A saudade da “ordem perdida” não é um retorno a um passado real, mas a evocação de um paraíso fantasmagórico. Esse “tempo dourado” nunca existiu; sempre foi uma construção idealizada, frequentemente associada a períodos de repressão e exclusão. O que se confunde com “ordem” muitas vezes era apenas o silenciamento das vozes dissidentes, a opressão das minorias e a manutenção de privilégios. A nostalgia serve como anestésico contra o presente incerto, mas também como justificativa para retroceder. É mais fácil sonhar com um lar perfeito que nunca existiu do que se engajar na construção de um mundo melhor, ainda que imperfeito.

  1. O Inimigo Eterno: O Comunismo como Espantalho Totalitário

O “comunismo” funciona como um espantalho totalitário, um inimigo externo necessário para unificar o grupo interno. Sua utilidade reside na sua vaguidão conceptual: pode ser adaptado para representar qualquer adversário real ou imaginário. No plano psicológico, esta crença ativa o instinto tribal, onde a identidade coletiva se define em oposições binárias (nós vs. eles). Contudo, viver permanentemente em estado de guerra contra fantasmas desvia a atenção e a energia de batalhas reais: a fome, a desigualdade, a destruição ambiental. Enquanto o país se debate com sombras projetadas na parede, os grilhões da pobreza e da exclusão permanecem intactos.
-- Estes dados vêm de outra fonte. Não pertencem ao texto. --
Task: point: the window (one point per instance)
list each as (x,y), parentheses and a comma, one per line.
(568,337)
O Labirinto das Ilusões e o Caminho para Fora

Essas crenças não são isoladas; elas se entrelaçam, formando um labirinto de ilusões onde a realidade objetiva se dissolve. O “cidadão de bem” precisa do herói redentor para se sentir protegido; o herói precisa do inimigo eterno para justificar seu poder; o anti-institucionalismo seletivo precisa da nostalgia para validar seu projeto de ruptura. Juntas, estas teias imaginárias criam um universo fechado, onde a confirmação de preconceitos é prioritária sobre a busca da verdade.

A saída deste labirinto requer coragem: a coragem de reconhecer que os mitos são constructos humanos, não verdades absolutas; a coragem de encarar a complexidade sem recorrer a simplificações maniqueístas; a coragem de assumir a responsabilidade individual e coletiva, sem delegá-la a salvadores messiânicos. Só assim poderemos construir uma sociedade baseada na razão, na empatia e na justiça, onde o futuro não dependa da manutenção de mitos, mas da nossa capacidade de criar realidades mais solidárias e verdadeiras.

*Produtor Rural em Mato Grosso do Sul.